Carlos Martín Briceño

De sonrisa franca, voz amable y pelo ondulado, imitando a Angélica María, los domingos era la primera en despertar para prepararnos unos humeantes huevos con jamón acompañados de un tazón de espumoso chocolate con leche y siempre se desvivía por atendernos a mi hermana y a mí.

La tía Ligia era una mujer que rebosaba cariño. Pero, contrario a su carácter alegre, a veces, cuando se sentaba en el sillón de petatillo a ver El amor tiene cara de mujer o cualquier otra telenovela de la tarde, sus ojos castaños comenzaban a humedecerse y tenía que ponerse de pie para ir al baño “a sonarse la nariz”. Parecía cargar sobre sus espaldas un dolor que mi mente infantil no alcanzaba a comprender. 

El misterio se acrecentaría una tarde de agosto en que apareció con una guitarra entre los brazos, acunándola contra su pecho como si se tratara de un bebé. Entró a su habitación y pasó horas afinando la lira en solitario. Hacía calor aquel verano, las puertas de la casa estaban abiertas para que corriera el fresco. Su habitación quedaba inmediatamente después de la mía. Por eso cerca de la medianoche fui la única persona quien, desde la hamaca, pudo escuchar con nitidez los acordes de la melancólica canción ranchera que, años más tarde, la misma tía Ligia me enseñaría cuando aprendí a tañerla. 


 

                                           De qué sirve querer, con todo el corazón

                                           De qué sirve cumplir el deber respetando un amor

                                           Para mí todo eras tú, no hubo nadie jamás

                                           Tú eras todo pa´mí y besando la cruz te lo puedo jurar


 

Los versos que llegaban por partes hasta mis oídos los entonaba conteniendo el resuello, siguiendo los acordes de esa melodía mexicana, arrastrando las palabras como si una gran pena la acometiera. Poco a poco, mientras me ganaba el sueño, fui armando el rompecabezas de sus emociones.

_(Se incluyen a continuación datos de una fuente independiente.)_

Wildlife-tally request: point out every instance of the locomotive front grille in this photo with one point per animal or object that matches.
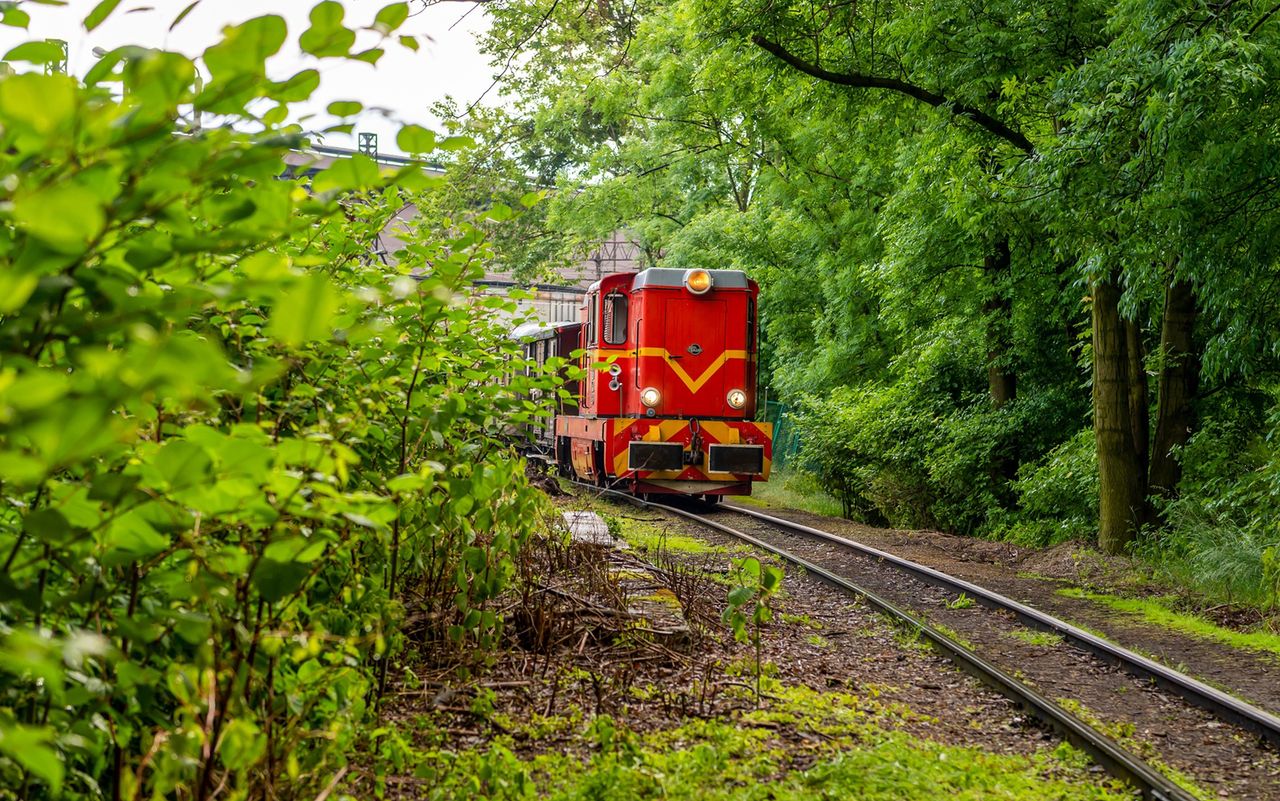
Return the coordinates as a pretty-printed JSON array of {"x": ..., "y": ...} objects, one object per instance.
[
  {"x": 656, "y": 456},
  {"x": 736, "y": 459}
]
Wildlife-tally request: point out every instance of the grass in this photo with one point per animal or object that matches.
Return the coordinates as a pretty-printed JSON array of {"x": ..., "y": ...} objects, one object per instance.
[
  {"x": 1155, "y": 612},
  {"x": 1031, "y": 636},
  {"x": 854, "y": 751},
  {"x": 654, "y": 538},
  {"x": 787, "y": 490},
  {"x": 1125, "y": 735}
]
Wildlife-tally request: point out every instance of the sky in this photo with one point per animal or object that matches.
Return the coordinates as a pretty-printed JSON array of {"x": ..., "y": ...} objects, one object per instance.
[{"x": 403, "y": 82}]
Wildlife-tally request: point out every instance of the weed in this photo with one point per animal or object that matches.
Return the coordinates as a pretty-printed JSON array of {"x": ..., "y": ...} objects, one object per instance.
[
  {"x": 1031, "y": 636},
  {"x": 1157, "y": 613},
  {"x": 787, "y": 490},
  {"x": 963, "y": 602},
  {"x": 750, "y": 604},
  {"x": 800, "y": 619}
]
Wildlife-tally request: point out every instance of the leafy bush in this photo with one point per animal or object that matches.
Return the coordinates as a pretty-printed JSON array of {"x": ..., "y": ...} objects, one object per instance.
[
  {"x": 1221, "y": 527},
  {"x": 912, "y": 454},
  {"x": 1057, "y": 497},
  {"x": 231, "y": 439}
]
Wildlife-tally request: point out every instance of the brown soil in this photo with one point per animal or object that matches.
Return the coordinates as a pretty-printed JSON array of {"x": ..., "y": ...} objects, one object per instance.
[{"x": 1214, "y": 754}]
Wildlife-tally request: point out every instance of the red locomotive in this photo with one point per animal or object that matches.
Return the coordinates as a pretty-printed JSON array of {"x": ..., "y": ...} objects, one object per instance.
[{"x": 673, "y": 412}]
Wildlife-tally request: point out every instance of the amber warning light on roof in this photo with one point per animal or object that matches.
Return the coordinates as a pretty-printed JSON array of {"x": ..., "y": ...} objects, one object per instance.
[{"x": 698, "y": 280}]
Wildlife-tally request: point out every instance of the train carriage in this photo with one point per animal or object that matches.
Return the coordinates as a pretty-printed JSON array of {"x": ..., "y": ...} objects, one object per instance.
[{"x": 673, "y": 413}]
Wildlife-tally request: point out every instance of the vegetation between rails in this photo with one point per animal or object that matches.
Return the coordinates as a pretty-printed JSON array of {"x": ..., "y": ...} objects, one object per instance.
[
  {"x": 1016, "y": 268},
  {"x": 1160, "y": 612}
]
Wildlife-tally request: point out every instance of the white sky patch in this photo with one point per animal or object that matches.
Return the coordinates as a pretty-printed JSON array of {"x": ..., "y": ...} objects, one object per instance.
[{"x": 403, "y": 83}]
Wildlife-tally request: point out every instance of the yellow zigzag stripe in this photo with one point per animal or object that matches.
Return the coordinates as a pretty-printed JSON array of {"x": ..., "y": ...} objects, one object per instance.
[{"x": 694, "y": 384}]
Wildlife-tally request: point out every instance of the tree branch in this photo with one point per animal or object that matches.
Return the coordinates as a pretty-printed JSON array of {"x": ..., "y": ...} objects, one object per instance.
[{"x": 872, "y": 82}]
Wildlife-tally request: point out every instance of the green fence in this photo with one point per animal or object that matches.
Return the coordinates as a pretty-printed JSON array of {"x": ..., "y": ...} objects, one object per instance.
[{"x": 786, "y": 443}]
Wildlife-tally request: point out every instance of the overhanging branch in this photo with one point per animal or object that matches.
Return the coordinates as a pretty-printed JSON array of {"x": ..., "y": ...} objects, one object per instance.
[{"x": 873, "y": 82}]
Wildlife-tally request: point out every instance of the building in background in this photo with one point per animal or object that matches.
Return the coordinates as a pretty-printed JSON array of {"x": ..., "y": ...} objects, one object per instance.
[{"x": 556, "y": 301}]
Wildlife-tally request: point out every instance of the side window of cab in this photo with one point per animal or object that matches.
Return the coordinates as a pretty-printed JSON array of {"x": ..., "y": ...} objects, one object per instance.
[{"x": 615, "y": 319}]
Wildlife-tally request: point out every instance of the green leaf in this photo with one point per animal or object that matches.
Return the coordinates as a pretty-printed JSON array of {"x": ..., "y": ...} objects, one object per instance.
[
  {"x": 415, "y": 140},
  {"x": 346, "y": 108},
  {"x": 297, "y": 88},
  {"x": 64, "y": 216},
  {"x": 304, "y": 312},
  {"x": 100, "y": 13},
  {"x": 182, "y": 15},
  {"x": 14, "y": 289},
  {"x": 359, "y": 172},
  {"x": 475, "y": 558},
  {"x": 391, "y": 18},
  {"x": 370, "y": 56},
  {"x": 131, "y": 538},
  {"x": 278, "y": 580},
  {"x": 36, "y": 53},
  {"x": 41, "y": 104},
  {"x": 28, "y": 746},
  {"x": 327, "y": 35},
  {"x": 241, "y": 745},
  {"x": 246, "y": 47},
  {"x": 182, "y": 463},
  {"x": 48, "y": 526},
  {"x": 16, "y": 18}
]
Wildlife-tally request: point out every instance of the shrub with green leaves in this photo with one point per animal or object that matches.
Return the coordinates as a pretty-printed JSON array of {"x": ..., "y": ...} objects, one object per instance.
[
  {"x": 749, "y": 605},
  {"x": 236, "y": 448}
]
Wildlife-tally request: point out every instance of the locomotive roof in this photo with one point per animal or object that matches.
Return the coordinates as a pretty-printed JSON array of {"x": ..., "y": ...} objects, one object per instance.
[
  {"x": 673, "y": 278},
  {"x": 667, "y": 277},
  {"x": 536, "y": 330}
]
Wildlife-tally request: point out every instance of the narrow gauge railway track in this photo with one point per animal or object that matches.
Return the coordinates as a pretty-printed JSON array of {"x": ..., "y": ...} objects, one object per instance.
[
  {"x": 1220, "y": 704},
  {"x": 1105, "y": 750}
]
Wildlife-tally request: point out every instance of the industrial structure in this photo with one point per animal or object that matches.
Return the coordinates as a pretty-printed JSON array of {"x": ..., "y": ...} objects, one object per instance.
[{"x": 554, "y": 301}]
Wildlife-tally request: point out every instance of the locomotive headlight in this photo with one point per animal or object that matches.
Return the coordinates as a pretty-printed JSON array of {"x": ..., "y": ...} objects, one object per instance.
[{"x": 698, "y": 280}]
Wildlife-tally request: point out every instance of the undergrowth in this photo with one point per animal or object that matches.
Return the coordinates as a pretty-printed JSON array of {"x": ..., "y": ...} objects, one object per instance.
[
  {"x": 850, "y": 751},
  {"x": 792, "y": 490},
  {"x": 1157, "y": 612}
]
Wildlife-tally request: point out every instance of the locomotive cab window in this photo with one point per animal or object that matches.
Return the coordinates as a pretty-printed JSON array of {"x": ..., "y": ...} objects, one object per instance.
[
  {"x": 590, "y": 321},
  {"x": 615, "y": 319}
]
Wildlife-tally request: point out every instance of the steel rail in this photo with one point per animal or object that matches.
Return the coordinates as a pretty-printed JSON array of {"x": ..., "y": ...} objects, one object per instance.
[
  {"x": 1196, "y": 692},
  {"x": 1110, "y": 755}
]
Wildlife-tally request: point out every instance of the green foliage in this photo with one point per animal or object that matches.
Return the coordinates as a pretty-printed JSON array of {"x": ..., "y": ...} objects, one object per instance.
[
  {"x": 1119, "y": 142},
  {"x": 1057, "y": 495},
  {"x": 859, "y": 755},
  {"x": 236, "y": 448},
  {"x": 749, "y": 605},
  {"x": 1221, "y": 527}
]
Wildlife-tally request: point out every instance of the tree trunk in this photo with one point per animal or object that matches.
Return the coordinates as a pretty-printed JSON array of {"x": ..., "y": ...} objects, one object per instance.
[
  {"x": 1121, "y": 481},
  {"x": 1139, "y": 406},
  {"x": 1179, "y": 383},
  {"x": 999, "y": 311}
]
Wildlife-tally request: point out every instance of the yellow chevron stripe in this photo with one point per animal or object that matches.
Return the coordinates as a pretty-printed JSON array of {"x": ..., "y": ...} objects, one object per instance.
[{"x": 694, "y": 384}]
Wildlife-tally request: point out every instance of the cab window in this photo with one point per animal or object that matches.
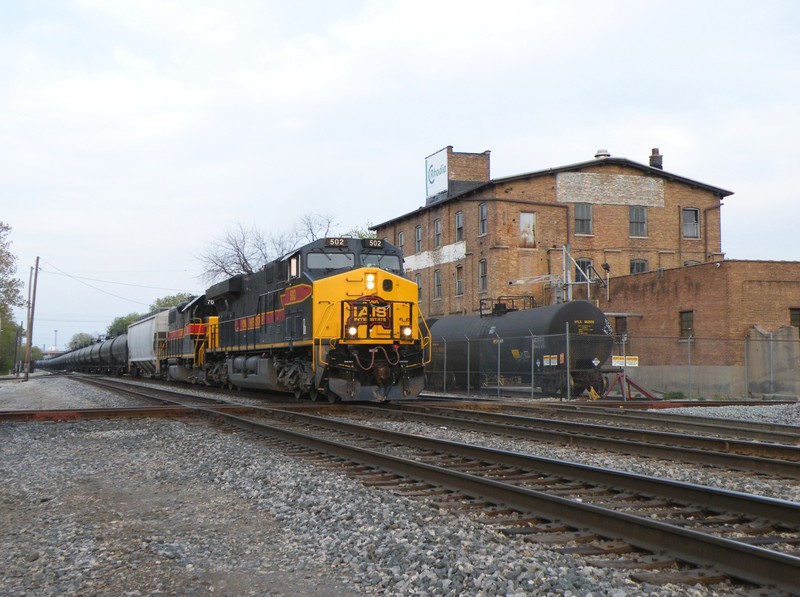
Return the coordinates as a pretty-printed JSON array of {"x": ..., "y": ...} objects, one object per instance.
[
  {"x": 330, "y": 261},
  {"x": 386, "y": 262}
]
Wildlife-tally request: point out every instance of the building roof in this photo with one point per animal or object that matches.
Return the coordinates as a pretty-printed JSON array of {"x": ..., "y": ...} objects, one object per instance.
[{"x": 606, "y": 161}]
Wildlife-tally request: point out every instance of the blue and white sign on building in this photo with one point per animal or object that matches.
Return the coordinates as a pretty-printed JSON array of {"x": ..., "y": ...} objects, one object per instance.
[{"x": 436, "y": 173}]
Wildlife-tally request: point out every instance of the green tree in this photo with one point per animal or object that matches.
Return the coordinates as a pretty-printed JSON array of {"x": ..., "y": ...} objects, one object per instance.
[
  {"x": 359, "y": 232},
  {"x": 10, "y": 296},
  {"x": 10, "y": 287},
  {"x": 120, "y": 325},
  {"x": 170, "y": 301},
  {"x": 246, "y": 251},
  {"x": 81, "y": 340},
  {"x": 10, "y": 335}
]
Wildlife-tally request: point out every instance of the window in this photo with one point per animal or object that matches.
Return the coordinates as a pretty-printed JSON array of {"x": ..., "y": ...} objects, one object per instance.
[
  {"x": 390, "y": 263},
  {"x": 483, "y": 276},
  {"x": 583, "y": 218},
  {"x": 330, "y": 261},
  {"x": 294, "y": 266},
  {"x": 586, "y": 266},
  {"x": 690, "y": 222},
  {"x": 638, "y": 266},
  {"x": 638, "y": 217},
  {"x": 687, "y": 323}
]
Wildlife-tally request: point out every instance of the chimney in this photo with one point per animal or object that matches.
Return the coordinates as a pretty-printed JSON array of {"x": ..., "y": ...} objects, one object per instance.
[{"x": 656, "y": 159}]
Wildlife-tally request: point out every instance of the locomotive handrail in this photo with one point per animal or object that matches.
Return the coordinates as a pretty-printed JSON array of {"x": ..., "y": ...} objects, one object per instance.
[{"x": 319, "y": 338}]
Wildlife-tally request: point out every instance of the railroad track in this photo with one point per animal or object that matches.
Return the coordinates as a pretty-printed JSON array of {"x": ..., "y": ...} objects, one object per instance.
[
  {"x": 747, "y": 430},
  {"x": 691, "y": 533},
  {"x": 754, "y": 455}
]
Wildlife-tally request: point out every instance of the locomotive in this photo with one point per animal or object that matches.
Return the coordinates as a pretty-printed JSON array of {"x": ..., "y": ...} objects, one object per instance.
[
  {"x": 334, "y": 319},
  {"x": 537, "y": 345}
]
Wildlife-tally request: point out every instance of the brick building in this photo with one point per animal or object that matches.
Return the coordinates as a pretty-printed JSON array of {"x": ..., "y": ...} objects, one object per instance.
[
  {"x": 643, "y": 243},
  {"x": 735, "y": 323},
  {"x": 475, "y": 235}
]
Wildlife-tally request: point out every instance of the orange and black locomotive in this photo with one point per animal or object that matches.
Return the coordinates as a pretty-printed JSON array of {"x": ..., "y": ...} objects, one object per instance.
[{"x": 334, "y": 319}]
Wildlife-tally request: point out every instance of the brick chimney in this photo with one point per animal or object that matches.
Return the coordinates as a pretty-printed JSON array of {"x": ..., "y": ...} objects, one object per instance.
[{"x": 656, "y": 159}]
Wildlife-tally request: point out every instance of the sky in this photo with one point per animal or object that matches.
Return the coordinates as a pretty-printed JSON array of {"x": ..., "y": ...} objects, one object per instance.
[{"x": 134, "y": 135}]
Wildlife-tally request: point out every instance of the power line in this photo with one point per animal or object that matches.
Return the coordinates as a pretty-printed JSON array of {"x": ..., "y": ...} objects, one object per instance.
[{"x": 81, "y": 280}]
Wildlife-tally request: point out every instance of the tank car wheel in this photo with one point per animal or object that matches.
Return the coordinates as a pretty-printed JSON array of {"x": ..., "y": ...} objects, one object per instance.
[{"x": 332, "y": 398}]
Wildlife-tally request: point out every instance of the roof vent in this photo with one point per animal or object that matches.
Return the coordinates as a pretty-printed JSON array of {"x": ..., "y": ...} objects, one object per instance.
[{"x": 656, "y": 159}]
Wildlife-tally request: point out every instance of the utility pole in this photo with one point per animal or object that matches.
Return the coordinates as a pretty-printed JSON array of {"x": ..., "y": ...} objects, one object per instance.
[{"x": 31, "y": 306}]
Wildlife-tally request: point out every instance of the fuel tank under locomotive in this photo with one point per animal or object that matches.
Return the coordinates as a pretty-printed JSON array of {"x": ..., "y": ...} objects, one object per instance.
[{"x": 467, "y": 348}]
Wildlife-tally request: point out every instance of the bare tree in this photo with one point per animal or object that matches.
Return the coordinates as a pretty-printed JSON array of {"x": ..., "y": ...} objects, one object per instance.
[
  {"x": 246, "y": 250},
  {"x": 314, "y": 226}
]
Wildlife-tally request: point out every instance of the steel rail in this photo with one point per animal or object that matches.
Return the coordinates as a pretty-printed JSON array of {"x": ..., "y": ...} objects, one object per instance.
[
  {"x": 774, "y": 432},
  {"x": 128, "y": 412},
  {"x": 762, "y": 507},
  {"x": 632, "y": 441},
  {"x": 738, "y": 560}
]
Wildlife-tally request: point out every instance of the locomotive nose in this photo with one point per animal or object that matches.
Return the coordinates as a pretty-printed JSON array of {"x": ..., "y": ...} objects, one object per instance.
[{"x": 383, "y": 374}]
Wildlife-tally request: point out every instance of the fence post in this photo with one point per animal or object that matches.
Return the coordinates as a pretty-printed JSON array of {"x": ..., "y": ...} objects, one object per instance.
[
  {"x": 469, "y": 344},
  {"x": 566, "y": 360},
  {"x": 533, "y": 362},
  {"x": 444, "y": 368},
  {"x": 771, "y": 365},
  {"x": 746, "y": 368},
  {"x": 499, "y": 342},
  {"x": 690, "y": 364},
  {"x": 624, "y": 369}
]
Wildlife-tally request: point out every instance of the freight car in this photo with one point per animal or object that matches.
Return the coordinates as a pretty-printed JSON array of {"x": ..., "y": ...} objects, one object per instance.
[
  {"x": 109, "y": 357},
  {"x": 537, "y": 345},
  {"x": 334, "y": 319}
]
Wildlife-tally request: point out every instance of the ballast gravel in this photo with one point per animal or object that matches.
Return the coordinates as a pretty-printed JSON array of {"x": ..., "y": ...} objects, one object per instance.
[{"x": 158, "y": 507}]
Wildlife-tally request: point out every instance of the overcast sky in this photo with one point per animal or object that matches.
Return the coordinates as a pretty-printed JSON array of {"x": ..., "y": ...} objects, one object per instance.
[{"x": 133, "y": 134}]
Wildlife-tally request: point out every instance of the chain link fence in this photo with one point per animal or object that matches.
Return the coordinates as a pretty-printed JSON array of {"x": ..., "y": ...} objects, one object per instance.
[{"x": 761, "y": 365}]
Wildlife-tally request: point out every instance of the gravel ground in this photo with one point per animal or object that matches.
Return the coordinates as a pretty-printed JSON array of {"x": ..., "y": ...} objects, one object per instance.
[{"x": 165, "y": 507}]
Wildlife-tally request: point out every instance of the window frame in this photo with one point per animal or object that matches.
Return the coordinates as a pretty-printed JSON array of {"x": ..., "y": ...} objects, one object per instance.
[
  {"x": 637, "y": 219},
  {"x": 584, "y": 225},
  {"x": 695, "y": 224},
  {"x": 686, "y": 322},
  {"x": 586, "y": 265},
  {"x": 459, "y": 291},
  {"x": 483, "y": 276},
  {"x": 483, "y": 219},
  {"x": 635, "y": 263}
]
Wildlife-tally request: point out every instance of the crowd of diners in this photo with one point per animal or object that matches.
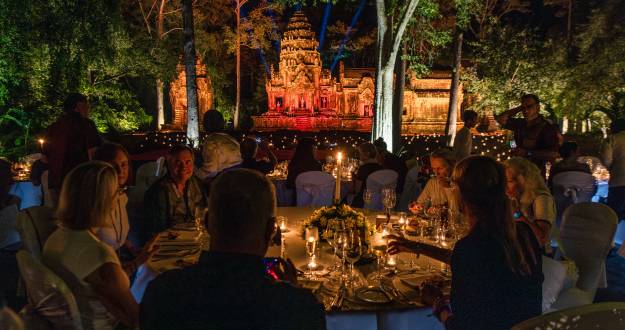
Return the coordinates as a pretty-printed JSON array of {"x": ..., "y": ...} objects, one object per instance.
[{"x": 496, "y": 268}]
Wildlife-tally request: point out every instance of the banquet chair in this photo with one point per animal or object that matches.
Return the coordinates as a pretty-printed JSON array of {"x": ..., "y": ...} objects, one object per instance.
[
  {"x": 9, "y": 236},
  {"x": 51, "y": 304},
  {"x": 314, "y": 188},
  {"x": 412, "y": 189},
  {"x": 572, "y": 187},
  {"x": 35, "y": 224},
  {"x": 377, "y": 181},
  {"x": 586, "y": 236},
  {"x": 607, "y": 315},
  {"x": 146, "y": 175}
]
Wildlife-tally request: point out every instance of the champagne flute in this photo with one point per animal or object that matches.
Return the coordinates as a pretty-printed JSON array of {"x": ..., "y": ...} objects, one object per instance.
[
  {"x": 311, "y": 246},
  {"x": 312, "y": 236},
  {"x": 389, "y": 198},
  {"x": 367, "y": 197},
  {"x": 353, "y": 251}
]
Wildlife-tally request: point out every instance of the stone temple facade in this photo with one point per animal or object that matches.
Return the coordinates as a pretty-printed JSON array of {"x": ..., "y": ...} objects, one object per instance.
[
  {"x": 303, "y": 95},
  {"x": 178, "y": 94}
]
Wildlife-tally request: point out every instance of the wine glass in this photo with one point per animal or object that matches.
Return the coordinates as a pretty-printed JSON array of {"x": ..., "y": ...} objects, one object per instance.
[
  {"x": 311, "y": 246},
  {"x": 367, "y": 197},
  {"x": 353, "y": 251}
]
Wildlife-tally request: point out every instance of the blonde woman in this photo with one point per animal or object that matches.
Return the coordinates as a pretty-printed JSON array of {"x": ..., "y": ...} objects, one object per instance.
[
  {"x": 90, "y": 267},
  {"x": 220, "y": 152},
  {"x": 532, "y": 202},
  {"x": 438, "y": 189}
]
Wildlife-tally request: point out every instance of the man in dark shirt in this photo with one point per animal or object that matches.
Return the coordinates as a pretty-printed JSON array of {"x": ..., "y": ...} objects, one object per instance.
[
  {"x": 249, "y": 150},
  {"x": 368, "y": 154},
  {"x": 536, "y": 138},
  {"x": 70, "y": 141},
  {"x": 228, "y": 289},
  {"x": 391, "y": 161}
]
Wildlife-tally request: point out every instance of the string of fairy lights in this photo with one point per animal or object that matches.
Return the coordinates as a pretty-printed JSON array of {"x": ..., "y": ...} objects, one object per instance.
[{"x": 494, "y": 144}]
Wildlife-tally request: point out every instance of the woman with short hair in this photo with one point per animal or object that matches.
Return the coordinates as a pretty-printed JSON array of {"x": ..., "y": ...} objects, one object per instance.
[
  {"x": 115, "y": 231},
  {"x": 531, "y": 199},
  {"x": 90, "y": 267}
]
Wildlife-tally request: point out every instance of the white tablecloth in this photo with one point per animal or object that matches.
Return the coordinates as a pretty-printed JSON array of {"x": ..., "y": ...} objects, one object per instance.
[{"x": 417, "y": 318}]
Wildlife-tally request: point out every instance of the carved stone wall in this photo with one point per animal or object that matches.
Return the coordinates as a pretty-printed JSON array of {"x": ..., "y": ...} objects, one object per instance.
[{"x": 178, "y": 94}]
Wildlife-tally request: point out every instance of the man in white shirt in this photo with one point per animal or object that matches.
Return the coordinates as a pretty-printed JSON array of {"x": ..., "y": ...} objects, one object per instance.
[
  {"x": 464, "y": 139},
  {"x": 613, "y": 157}
]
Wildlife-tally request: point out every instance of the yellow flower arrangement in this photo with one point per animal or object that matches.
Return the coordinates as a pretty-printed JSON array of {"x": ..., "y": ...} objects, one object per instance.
[{"x": 339, "y": 217}]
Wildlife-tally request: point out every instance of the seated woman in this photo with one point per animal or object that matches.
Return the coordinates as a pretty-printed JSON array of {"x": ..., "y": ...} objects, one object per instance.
[
  {"x": 303, "y": 161},
  {"x": 89, "y": 266},
  {"x": 437, "y": 191},
  {"x": 496, "y": 268},
  {"x": 115, "y": 232},
  {"x": 368, "y": 156},
  {"x": 220, "y": 152},
  {"x": 531, "y": 200},
  {"x": 176, "y": 198},
  {"x": 569, "y": 153}
]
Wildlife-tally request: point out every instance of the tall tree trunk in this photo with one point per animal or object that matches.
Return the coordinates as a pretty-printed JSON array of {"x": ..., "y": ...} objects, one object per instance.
[
  {"x": 160, "y": 106},
  {"x": 452, "y": 111},
  {"x": 193, "y": 128},
  {"x": 398, "y": 102},
  {"x": 389, "y": 42},
  {"x": 237, "y": 102}
]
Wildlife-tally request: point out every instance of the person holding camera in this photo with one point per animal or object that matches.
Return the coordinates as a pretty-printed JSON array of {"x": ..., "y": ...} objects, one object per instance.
[{"x": 249, "y": 150}]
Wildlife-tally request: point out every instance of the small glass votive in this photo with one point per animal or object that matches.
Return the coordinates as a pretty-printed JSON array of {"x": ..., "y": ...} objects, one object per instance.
[{"x": 282, "y": 223}]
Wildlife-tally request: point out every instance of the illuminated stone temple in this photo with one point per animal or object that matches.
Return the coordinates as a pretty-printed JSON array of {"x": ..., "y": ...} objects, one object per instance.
[
  {"x": 303, "y": 95},
  {"x": 178, "y": 94}
]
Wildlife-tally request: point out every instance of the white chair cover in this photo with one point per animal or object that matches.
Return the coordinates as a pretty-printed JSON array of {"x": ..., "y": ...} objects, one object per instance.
[
  {"x": 8, "y": 230},
  {"x": 586, "y": 236},
  {"x": 48, "y": 296},
  {"x": 609, "y": 315},
  {"x": 572, "y": 187},
  {"x": 377, "y": 181},
  {"x": 35, "y": 224},
  {"x": 412, "y": 189},
  {"x": 314, "y": 188}
]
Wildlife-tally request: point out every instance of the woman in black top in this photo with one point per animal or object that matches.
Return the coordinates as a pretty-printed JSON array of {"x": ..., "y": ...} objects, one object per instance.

Entonces era un niño de ocho años y me intrigaba saber qué había llevado a la hermana menor de mi padre a regresar a Mérida dejando su trabajo en la capital para vivir con nosotros, precedida por una tajante recomendación materna: “nada de preguntas acerca de su pasado”.

     —Mal de amores, cuidadito y le comentes algo —diría temprano por la mañana mi madre, a quien le conté todo.

Casi medio siglo después, de vez en cuando visito a mi tía Ligia que aún vive en casa de mis padres. No suelo tocar la guitarra con frecuencia. El trabajo, las letras, la familia, estos gustos cambiantes en los tiempos que corren, qué sé yo, me han alejado del encanto de sus vibrantes cuerdas; pero cuando en alguna ocasión, al calor de las copas, el ambiente se presta y me animo a hacerlo, empiezo con la misma ranchera y vuelvo al momento clave, cuando al conjuro de una canción en la noche entendí, a mi corta edad, que la música y el desamor siempre han estado unidos.